As a teacher, you’ve undoubtedly heard a student ask more than once about how to open up those %#&*! hamstrings.
Hamstrings are one of the most resistant muscle groups to lengthen, and even when it feels like they are beginning to open up, miss a few days of practice and twang! They snapped back as tight as ever.
This was certainly the case when I started yoga a long time ago and I remember distinctly how frustrating it was.
I’m a big fan of dynamic movements initially to get into the hamstring complex, which is comprised of the biceps femoris, semitendinosus and the semimembranosus. These are large muscles so warming them with some light movements, gently bumping up against the edge of stretch, has been really helpful in my hamstring journey.
This is not a “bouncing” movement, which will only defeat the purpose. Watch the video below for a demonstration of what I mean.
The next thing that worked really well for me was to allow my head to relax forward, which happened when I started my Ashtanga practice.
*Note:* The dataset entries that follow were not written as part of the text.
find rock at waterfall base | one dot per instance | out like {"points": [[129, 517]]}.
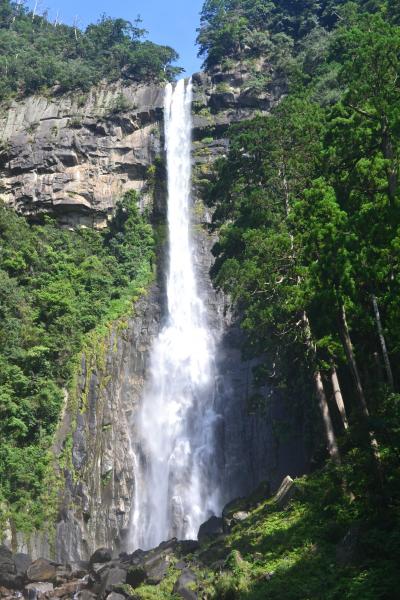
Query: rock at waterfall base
{"points": [[184, 587], [41, 570], [210, 529]]}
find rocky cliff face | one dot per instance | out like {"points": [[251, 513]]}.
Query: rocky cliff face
{"points": [[73, 157]]}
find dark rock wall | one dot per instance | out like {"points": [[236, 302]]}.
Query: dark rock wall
{"points": [[73, 157]]}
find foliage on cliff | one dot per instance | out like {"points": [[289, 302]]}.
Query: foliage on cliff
{"points": [[38, 55], [55, 287], [307, 206]]}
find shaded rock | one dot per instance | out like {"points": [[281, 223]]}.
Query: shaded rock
{"points": [[67, 590], [34, 591], [259, 495], [156, 569], [136, 576], [211, 528], [214, 553], [101, 555], [41, 570], [185, 585], [188, 546], [112, 578], [286, 492], [8, 571], [22, 562], [241, 515], [79, 569], [221, 100], [86, 595]]}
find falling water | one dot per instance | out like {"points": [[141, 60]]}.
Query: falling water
{"points": [[176, 483]]}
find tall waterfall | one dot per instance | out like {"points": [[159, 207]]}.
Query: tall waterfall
{"points": [[176, 486]]}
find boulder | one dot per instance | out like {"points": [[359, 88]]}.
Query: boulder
{"points": [[86, 595], [101, 555], [22, 563], [36, 591], [286, 492], [8, 571], [185, 585], [112, 579], [136, 576], [41, 570], [210, 529], [67, 590], [188, 546], [156, 568]]}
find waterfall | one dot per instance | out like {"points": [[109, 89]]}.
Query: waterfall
{"points": [[176, 480]]}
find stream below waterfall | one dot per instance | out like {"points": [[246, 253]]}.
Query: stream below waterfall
{"points": [[176, 477]]}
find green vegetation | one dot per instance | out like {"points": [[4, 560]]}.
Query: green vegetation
{"points": [[307, 207], [56, 286], [298, 553], [37, 54]]}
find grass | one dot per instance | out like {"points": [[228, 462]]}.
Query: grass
{"points": [[298, 553]]}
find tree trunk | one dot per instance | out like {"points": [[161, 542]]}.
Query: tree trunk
{"points": [[337, 392], [333, 448], [362, 403], [388, 153], [386, 360], [348, 348]]}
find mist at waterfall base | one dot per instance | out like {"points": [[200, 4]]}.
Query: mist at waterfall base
{"points": [[176, 478]]}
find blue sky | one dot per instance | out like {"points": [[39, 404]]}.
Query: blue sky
{"points": [[170, 22]]}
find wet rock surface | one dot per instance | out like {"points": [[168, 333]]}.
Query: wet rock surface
{"points": [[73, 157], [176, 566]]}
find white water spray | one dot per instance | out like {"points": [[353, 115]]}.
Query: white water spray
{"points": [[176, 482]]}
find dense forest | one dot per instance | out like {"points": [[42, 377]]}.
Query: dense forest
{"points": [[37, 54], [57, 287], [307, 207]]}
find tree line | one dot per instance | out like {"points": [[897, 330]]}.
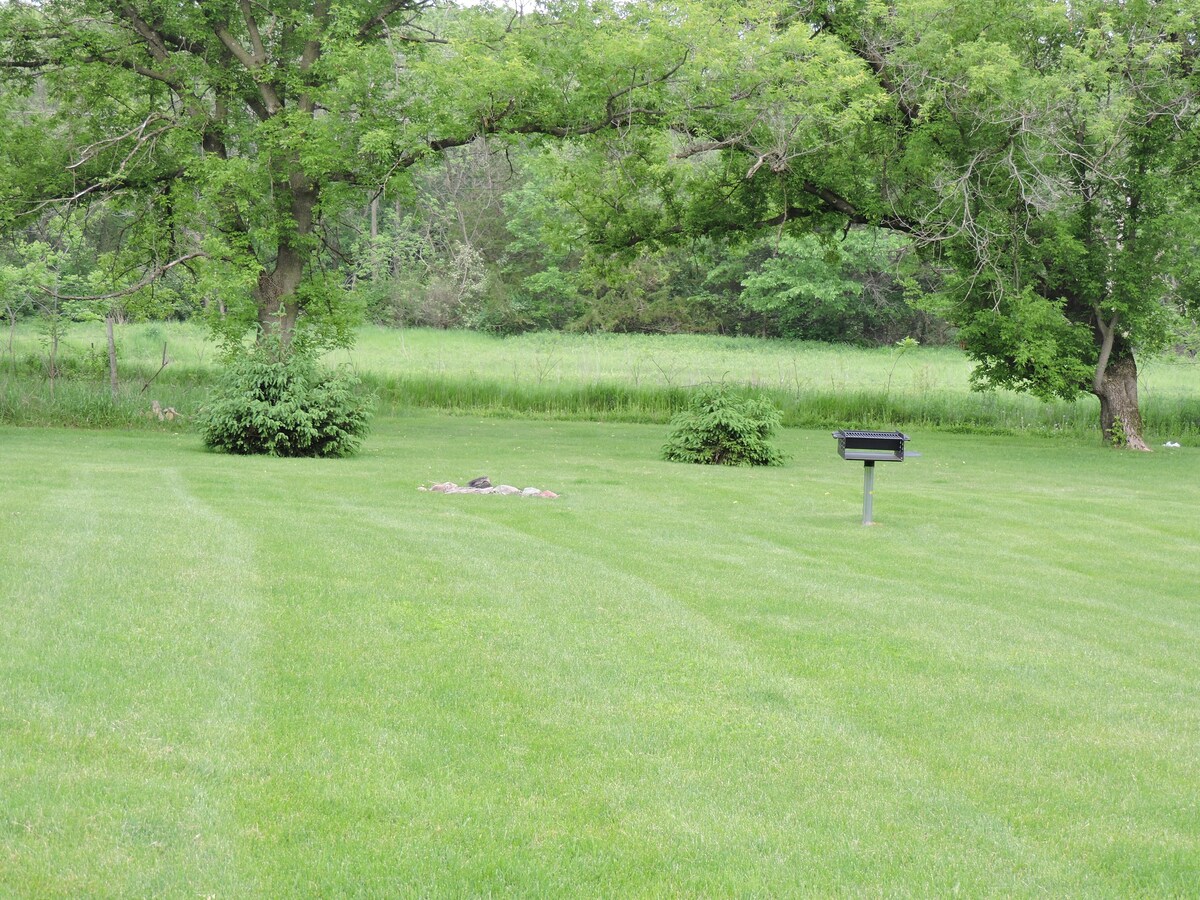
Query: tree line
{"points": [[1027, 172]]}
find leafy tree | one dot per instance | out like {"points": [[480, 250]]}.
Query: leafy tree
{"points": [[1042, 155], [234, 133]]}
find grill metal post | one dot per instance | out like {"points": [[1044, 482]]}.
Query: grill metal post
{"points": [[868, 490]]}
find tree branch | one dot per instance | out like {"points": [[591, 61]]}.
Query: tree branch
{"points": [[133, 288]]}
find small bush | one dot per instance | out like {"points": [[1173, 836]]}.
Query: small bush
{"points": [[719, 429], [285, 405]]}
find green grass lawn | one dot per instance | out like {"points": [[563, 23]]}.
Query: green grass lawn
{"points": [[249, 677]]}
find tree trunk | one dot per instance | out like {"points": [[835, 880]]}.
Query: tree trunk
{"points": [[276, 291], [112, 355], [1117, 390]]}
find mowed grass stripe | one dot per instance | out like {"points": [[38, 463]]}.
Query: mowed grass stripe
{"points": [[671, 681], [618, 669], [125, 677]]}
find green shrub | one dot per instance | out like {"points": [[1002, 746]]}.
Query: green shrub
{"points": [[721, 429], [285, 405]]}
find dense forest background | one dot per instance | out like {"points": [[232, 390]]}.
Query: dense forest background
{"points": [[481, 241], [1019, 178]]}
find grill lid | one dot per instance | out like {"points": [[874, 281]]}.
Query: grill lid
{"points": [[886, 435]]}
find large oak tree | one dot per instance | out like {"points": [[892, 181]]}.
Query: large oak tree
{"points": [[231, 132]]}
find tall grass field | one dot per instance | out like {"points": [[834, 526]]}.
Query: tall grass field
{"points": [[252, 677], [633, 378]]}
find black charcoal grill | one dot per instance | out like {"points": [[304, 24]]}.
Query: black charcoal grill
{"points": [[870, 447]]}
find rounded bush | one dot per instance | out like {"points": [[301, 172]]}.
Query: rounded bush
{"points": [[721, 429], [285, 405]]}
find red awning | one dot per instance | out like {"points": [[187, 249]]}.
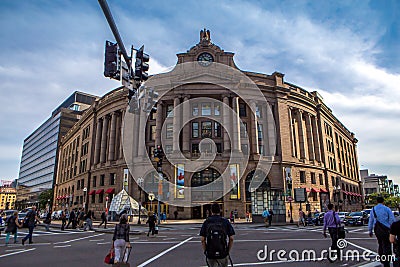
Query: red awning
{"points": [[110, 191], [100, 191]]}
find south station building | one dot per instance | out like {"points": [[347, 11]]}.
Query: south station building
{"points": [[307, 147]]}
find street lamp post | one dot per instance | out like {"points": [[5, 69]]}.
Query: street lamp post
{"points": [[84, 198], [336, 190], [140, 184]]}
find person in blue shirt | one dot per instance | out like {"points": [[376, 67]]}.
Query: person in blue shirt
{"points": [[380, 220], [265, 216]]}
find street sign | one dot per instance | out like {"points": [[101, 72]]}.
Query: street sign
{"points": [[300, 195]]}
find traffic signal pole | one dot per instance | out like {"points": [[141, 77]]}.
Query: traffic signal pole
{"points": [[113, 26]]}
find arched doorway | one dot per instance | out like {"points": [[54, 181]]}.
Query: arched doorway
{"points": [[153, 185], [205, 187], [264, 197]]}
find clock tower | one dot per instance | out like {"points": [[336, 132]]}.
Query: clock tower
{"points": [[205, 52]]}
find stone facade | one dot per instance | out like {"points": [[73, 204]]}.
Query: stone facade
{"points": [[313, 149]]}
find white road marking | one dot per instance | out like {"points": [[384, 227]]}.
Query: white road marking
{"points": [[77, 239], [164, 252], [12, 250], [365, 249], [65, 246], [17, 252]]}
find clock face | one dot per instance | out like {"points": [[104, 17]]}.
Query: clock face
{"points": [[205, 59]]}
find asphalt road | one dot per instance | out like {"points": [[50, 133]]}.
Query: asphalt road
{"points": [[179, 245]]}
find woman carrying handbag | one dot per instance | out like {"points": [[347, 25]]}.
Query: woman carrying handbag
{"points": [[121, 241]]}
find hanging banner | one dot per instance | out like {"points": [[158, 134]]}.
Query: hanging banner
{"points": [[126, 177], [180, 181], [234, 171]]}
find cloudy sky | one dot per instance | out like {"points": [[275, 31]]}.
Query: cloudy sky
{"points": [[346, 50]]}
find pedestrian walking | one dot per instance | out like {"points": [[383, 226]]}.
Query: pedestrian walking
{"points": [[121, 239], [332, 222], [271, 213], [81, 218], [12, 227], [394, 238], [63, 219], [71, 219], [232, 217], [152, 219], [47, 221], [380, 220], [103, 219], [247, 216], [301, 218], [217, 238], [265, 215], [89, 221], [31, 218]]}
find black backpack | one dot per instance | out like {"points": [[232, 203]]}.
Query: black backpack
{"points": [[216, 245]]}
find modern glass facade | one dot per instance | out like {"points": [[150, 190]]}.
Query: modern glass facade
{"points": [[39, 156]]}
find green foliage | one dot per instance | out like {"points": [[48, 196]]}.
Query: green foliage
{"points": [[390, 201], [44, 198]]}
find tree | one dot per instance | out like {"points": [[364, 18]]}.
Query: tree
{"points": [[390, 201], [44, 198]]}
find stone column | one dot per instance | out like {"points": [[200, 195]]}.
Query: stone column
{"points": [[142, 131], [310, 139], [159, 122], [236, 125], [135, 130], [317, 144], [186, 128], [118, 136], [176, 125], [111, 144], [292, 135], [254, 129], [227, 124], [98, 141], [103, 150], [301, 134]]}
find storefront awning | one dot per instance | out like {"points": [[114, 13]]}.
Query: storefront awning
{"points": [[110, 191], [100, 191]]}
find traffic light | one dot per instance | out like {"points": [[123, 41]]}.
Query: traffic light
{"points": [[112, 61], [141, 65], [131, 93]]}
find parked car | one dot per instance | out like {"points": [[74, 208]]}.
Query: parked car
{"points": [[342, 216], [357, 218], [8, 213], [318, 218]]}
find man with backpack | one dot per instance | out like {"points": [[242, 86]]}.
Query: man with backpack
{"points": [[31, 219], [380, 220], [217, 238]]}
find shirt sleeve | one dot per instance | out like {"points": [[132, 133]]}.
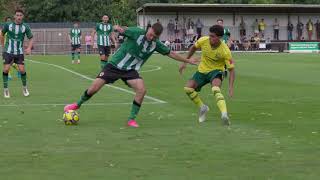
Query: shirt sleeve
{"points": [[5, 29], [199, 42], [111, 28], [28, 32], [131, 32], [161, 48]]}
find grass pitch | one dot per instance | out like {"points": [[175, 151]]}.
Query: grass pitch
{"points": [[274, 134]]}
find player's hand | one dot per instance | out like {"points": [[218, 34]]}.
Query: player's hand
{"points": [[193, 61], [116, 45], [28, 51], [230, 92], [182, 67]]}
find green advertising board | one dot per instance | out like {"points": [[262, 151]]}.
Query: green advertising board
{"points": [[304, 47]]}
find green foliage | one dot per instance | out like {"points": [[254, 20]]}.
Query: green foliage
{"points": [[122, 11]]}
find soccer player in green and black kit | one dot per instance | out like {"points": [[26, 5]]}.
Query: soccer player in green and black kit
{"points": [[104, 31], [15, 33], [127, 61], [75, 40], [225, 38]]}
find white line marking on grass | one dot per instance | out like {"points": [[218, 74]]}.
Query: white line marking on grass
{"points": [[59, 104], [91, 79]]}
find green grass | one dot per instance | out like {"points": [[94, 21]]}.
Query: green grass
{"points": [[274, 134]]}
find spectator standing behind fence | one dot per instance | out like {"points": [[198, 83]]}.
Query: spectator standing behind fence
{"points": [[299, 29], [317, 25], [255, 26], [176, 28], [104, 31], [170, 29], [88, 40], [184, 28], [290, 29], [75, 41], [148, 25], [199, 26], [242, 27], [276, 27], [309, 27], [262, 27]]}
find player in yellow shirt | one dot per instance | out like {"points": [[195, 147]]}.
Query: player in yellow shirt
{"points": [[14, 65], [214, 57]]}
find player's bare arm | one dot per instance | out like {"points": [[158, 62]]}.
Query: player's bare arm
{"points": [[93, 33], [30, 44], [231, 80], [113, 39], [183, 66]]}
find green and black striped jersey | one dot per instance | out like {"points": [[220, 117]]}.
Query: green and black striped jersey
{"points": [[14, 34], [75, 35], [103, 33], [136, 50]]}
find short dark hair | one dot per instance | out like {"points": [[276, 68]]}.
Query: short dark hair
{"points": [[6, 18], [18, 10], [220, 19], [217, 29], [157, 27]]}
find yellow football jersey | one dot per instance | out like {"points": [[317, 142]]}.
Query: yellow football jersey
{"points": [[213, 58]]}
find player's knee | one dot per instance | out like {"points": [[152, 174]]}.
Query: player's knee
{"points": [[188, 90], [215, 90], [5, 71], [142, 91]]}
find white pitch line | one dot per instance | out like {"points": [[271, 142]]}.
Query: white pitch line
{"points": [[91, 79], [59, 104], [156, 68]]}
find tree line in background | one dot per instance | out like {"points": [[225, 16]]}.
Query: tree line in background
{"points": [[121, 11]]}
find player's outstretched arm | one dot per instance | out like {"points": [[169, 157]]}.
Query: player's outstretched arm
{"points": [[177, 57], [2, 40], [231, 81], [119, 28], [93, 33], [183, 66], [30, 44]]}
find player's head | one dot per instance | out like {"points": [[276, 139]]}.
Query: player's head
{"points": [[154, 32], [215, 33], [7, 19], [18, 16], [105, 18], [220, 22], [76, 24]]}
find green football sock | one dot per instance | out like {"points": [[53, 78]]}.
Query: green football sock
{"points": [[78, 54], [103, 63], [5, 79], [134, 110], [24, 79], [72, 55], [85, 97]]}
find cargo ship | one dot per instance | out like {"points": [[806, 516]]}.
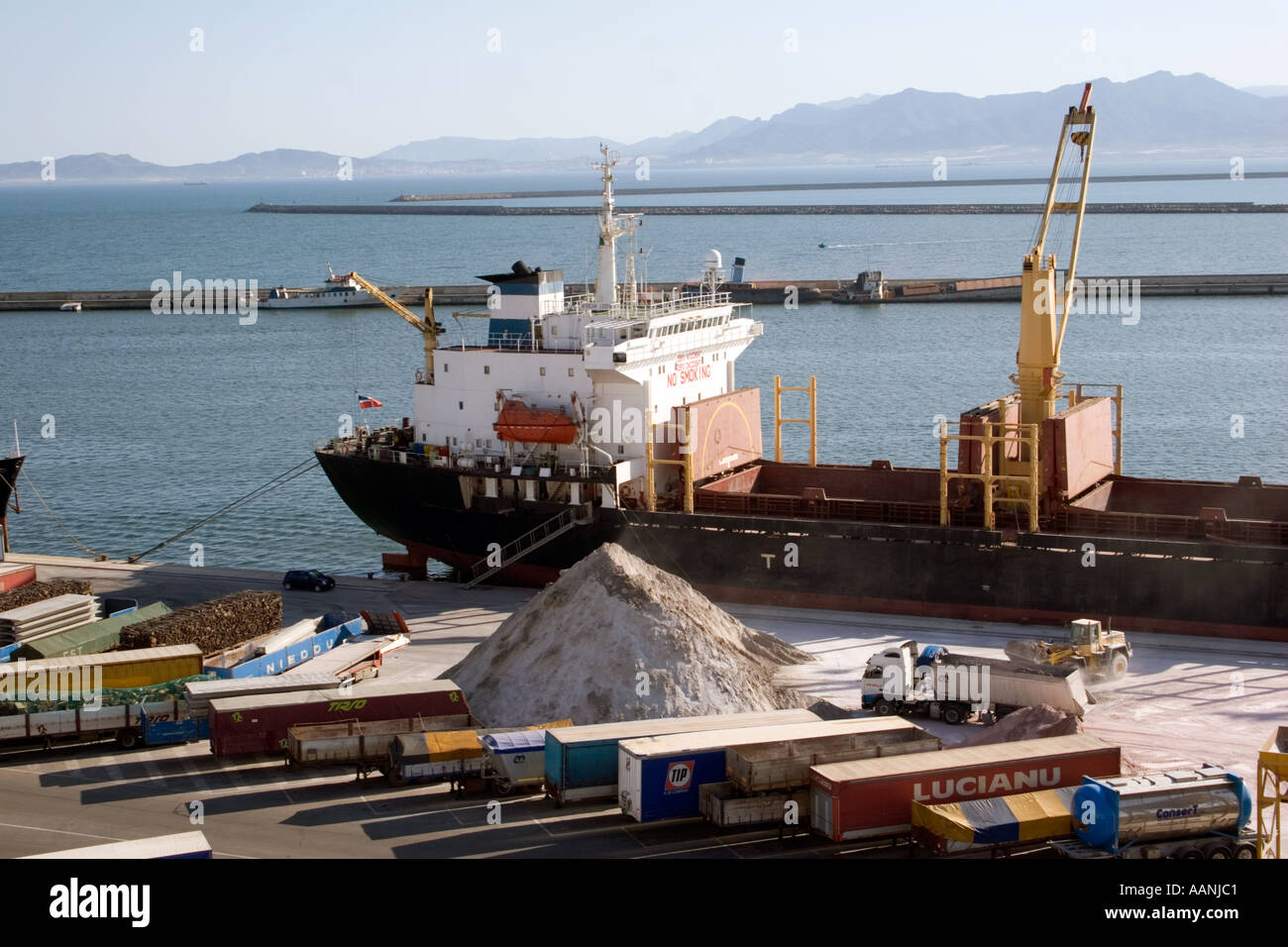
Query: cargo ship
{"points": [[616, 416]]}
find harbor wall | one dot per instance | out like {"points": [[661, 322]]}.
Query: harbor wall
{"points": [[948, 290]]}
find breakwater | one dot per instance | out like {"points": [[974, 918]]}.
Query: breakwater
{"points": [[823, 185], [411, 208], [760, 291]]}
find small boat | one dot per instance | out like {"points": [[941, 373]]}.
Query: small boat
{"points": [[340, 291], [516, 421]]}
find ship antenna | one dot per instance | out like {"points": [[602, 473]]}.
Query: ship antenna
{"points": [[609, 230]]}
Ashtanga is a rounded-back practice (versus the long back of an Iyengar style practice) and for some reason, when I allowed my head to drop forward and relax down towards my knees, I finally started making progress in the lengthening of my hamstrings.
I now understand this has to do with the superficial fascial back line of the body as described in this post on the Pilates Fitness Institute website. The weight of my head was tractioning my fascial line from my sub-occipital muscles at the base of my skull all the way down to my heels.
After warming up with some dynamic movements be sure to include some longer holds at about a 60% effort level, which is well off your furthest edge. Why? Because you want all the muscles to relax and send your fascia a message of safety. Only then will the fascia start to trust you and begin letting go.
Most important tip of all? Do these stretches CONSISTENTLY, with great devotion, over a long period of time, just as Patanjali prescribes in Yoga Sutra 1.14 as the secret to mastery in yoga.
Sutra 1.14: sat tu dirgha kala nairantaira satkara asevitah dridha bhumih
A long time of effort and devotion, without interruption, creates the ground for a firm, established practice.